Professional de saúde
O director nacional do INS disse que a implementação da ferramenta justifica-se pela vulnerabilidade de Moçambique, por conta da localização geográfica do País. Eduardo Samo Gudo garantiu que as autoridades têm vindo a trabalhar para responder aos novos desafios impostos pelas mudanças climáticas e o seu impacto na saúde.
“O Ministério da Saúde tem vindo a implementar diversas acções para edificar um sistema de saúde resiliente às mudanças climáticas”, afirmou, reiterando que acredita no sucesso da plataforma e no futuro alargamento a outras províncias do País.
A plataforma será implementada inicialmente nos distritos de Dondo, Buzi e Nhamatanda, para apoiar o Ministério de Saúde a assegurar a prestação de cuidados em função das necessidades específicas
Por sua vez, a coordenadora da área de saúde e ambiente do INS, Tatiana Marufo, salientou que o novo sistema vai ajudar a identificar e garantir a devida assistência de saúde às comunidades em caso de calamidades naturais. “Temos uma expectativa enorme em relação a esta plataforma, visto que pretendemos trabalhar com as comunidades mais vulneráveis para tentar perceber porque é que temos subsequentemente interrupção de prestação de cuidados de saúde. E assim vamos desenhar as melhores intervenções adaptadas ao contexto de cada distrito, para que tenhamos resiliência”, concluiu.
Moçambique é considerado um dos países mais severamente afectados pelas alterações climáticas, enfrentando ciclicamente secas, cheias e ciclones tropicais durante a época chuvosa, que decorre entre Outubro e Abril.

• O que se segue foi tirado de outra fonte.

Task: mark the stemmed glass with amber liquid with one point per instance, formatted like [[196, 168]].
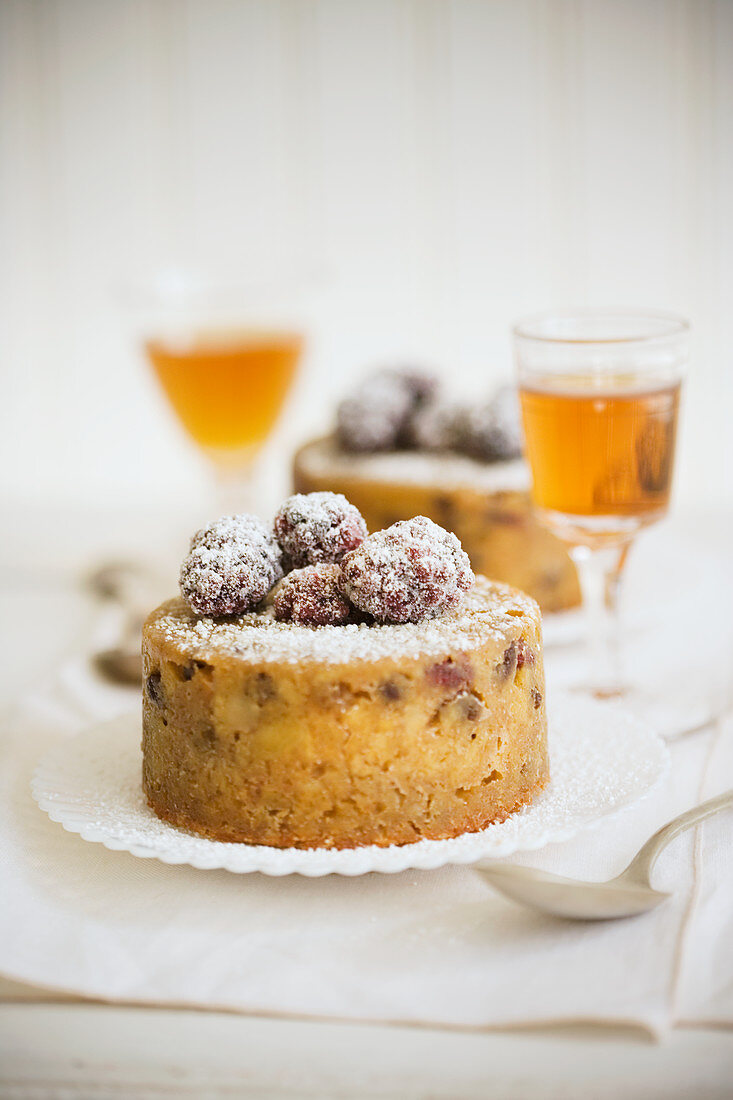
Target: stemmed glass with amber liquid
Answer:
[[225, 354], [600, 397]]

Em Setembro de 2023, o Presidente da República, Filipe Nyusi, apelou à preparação da população e das entidades para os previsíveis efeitos do fenómeno El Niño no País, com previsões de chuvas acima do normal e focos de seca. “A história repete-se. Então, temos de criar condições de resiliência. Nesse sentido, o Governo emitirá avisos regulares para manter a população informada e preparada para as condições climáticas que podem não ser favoráveis à vida, à produção ou às infra-estruturas”, afirmou.
O Ministério da Saúde tem vindo a implementar diversas acções para edificar um sistema de saúde resiliente às mudanças climáticas
O El Niño é uma alteração da dinâmica atmosférica causada por um aumento da temperatura oceânica. Este fenómeno meteorológico provocou chuvas torrenciais na África Oriental, que causaram, este ano, centenas de mortos no Quénia, Burundi, Tanzânia, Somália e Etiópia.